We generate 128 different elf files with Xilinx SDK. Functions of these 128 elf files are roughly the same but differ in detail. Then we pack these elf files respectively with the bit file to generate 128 mcs files. For comparison, we load these mcs files separately into the onboard SPI flash of two KC705 evaluation boards. Finally, we send commands by the upper computer to control the onboard system to generate a key and recover it for 100 times and record the generation and recovery results.

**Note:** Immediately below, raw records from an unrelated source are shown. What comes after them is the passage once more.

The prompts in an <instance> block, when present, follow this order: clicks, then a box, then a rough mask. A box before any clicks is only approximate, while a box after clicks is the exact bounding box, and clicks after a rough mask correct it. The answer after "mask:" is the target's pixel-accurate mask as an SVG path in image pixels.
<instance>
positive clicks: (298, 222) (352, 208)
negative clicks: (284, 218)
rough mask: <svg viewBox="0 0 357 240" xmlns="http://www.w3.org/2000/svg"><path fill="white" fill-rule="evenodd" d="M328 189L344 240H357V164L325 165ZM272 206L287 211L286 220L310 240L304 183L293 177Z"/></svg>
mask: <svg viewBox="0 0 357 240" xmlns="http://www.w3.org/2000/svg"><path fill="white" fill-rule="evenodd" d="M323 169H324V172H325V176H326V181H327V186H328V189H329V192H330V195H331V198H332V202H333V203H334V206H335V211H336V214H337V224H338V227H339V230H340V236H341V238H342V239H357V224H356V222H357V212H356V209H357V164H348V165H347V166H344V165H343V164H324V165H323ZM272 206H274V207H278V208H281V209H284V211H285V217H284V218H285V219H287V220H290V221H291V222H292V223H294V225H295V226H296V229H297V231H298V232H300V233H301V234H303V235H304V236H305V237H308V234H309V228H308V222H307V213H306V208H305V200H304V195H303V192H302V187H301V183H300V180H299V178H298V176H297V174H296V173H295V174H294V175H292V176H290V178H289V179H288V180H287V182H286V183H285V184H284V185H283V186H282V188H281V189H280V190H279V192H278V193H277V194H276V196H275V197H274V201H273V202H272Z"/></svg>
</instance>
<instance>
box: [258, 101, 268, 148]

According to our experiment result, all the 256 generated keys (128 on each board) are 100% successfully recovered. The distributions of generated keys’ Hamming distances are demonstrated in Fig. 7. We mainly compare keys that generated from the same mcs file but on different boards and keys that generated on the same board but come from different mcs files. From the figure, we can conclude that changes either in the hardware or the firmware would lead to dramatical variation in the generated key.

Fig. 7.
figure 7

Distributions of generated keys’ Hamming distance

Full size image

5 Conclusion

To protect the PUF-based generated key throughout the chip’s lifetime, we propose a novel key protection scheme, in which we bind the chip’s firmware and the embeded PUF to collaboratively generate the chip’s exclusive key. Before the valid firmware is completed, there is no legal key observed, our scheme thereby protects the system during the manufacturing and software development stages. After the software development stage, the system is sensitive to any change of the firmware code. The successful recovery of the legal key in return verifies the device and firmware’s legality and the hash module naturally forms a CPUF with the PUF instance, which further boosts the PUF’s resistance to attacks.